The program has been criticised for its high cost and low results. A review found that more than one-third of TFA hires had left the classroom within a year of completing their placement. After three years, less than half of all participants were still employed.
Haythorpe says government policies should ensure high-quality qualifications, including a two-year postgraduate masters degree, and new students should meet ATAR-equivalent minimum entry requirements. After graduating, beginning teachers must receive ongoing mentoring and professional development, she says.
One-third of new teachers in the State of our Schools survey said their training did not prepare them well for the classroom, particularly in teaching students whose first language is not English; dealing with difficult behaviour and teaching students with disability.
Just under half did not receive an induction program designed for new teachers or have a reduced workload to help them settle into their new positions. Only five per cent of new teachers received any follow up from their university.
“We want a properly qualified, well-supported profession and that starts with initial teacher education,” Haythorpe says.
“You don’t fill workforce shortages by lowering the qualifications. You fill them by proper planning to address supply and demand issues and by governments committing to strong attraction and retention provisions for the workforce.”

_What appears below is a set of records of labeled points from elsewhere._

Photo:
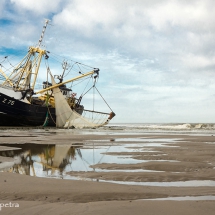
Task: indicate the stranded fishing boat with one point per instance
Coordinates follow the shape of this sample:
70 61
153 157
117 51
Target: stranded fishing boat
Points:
54 104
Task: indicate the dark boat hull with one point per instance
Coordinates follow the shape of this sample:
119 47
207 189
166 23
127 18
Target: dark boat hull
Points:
14 112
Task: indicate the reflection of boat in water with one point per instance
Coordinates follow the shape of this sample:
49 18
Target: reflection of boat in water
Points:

The workers and policy makers divide
It’s time to listen to teachers, write Meghan Stacey, lecturer in education at University of NSW and Mihajla Gavin, a lecturer in the business school at the University of Technology, Sydney, in the EduResearch matters blog.

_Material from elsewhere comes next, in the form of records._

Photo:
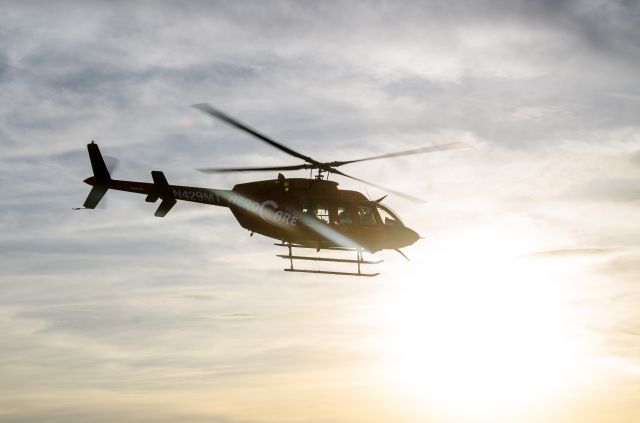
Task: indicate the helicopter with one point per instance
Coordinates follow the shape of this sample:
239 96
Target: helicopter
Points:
299 213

There’s a disconnect between teacher workforces across Australia and the policy makers with power over their conditions, Stacey and Gavin write.
This workload and intensification of work has occurred at a time when governments are promoting devolutionary, market-inspired policy, they say. “Policies that devolve increased decision-making power to schools have contributed to the intensification of teachers’ work, resembling a ‘tsunami’ of paperwork.
“As we look upon the dawn of another new, uncertain, and likely difficult year in schools, it is high time that we listen to and support our teachers – or soon there may no longer be any qualified professionals left in our schools to listen to,” write Stacey and Gavin.
The incoming federal government must make it a priority to address these issues, says Haythorpe. “Teachers need to be at the heart of education and school policy.”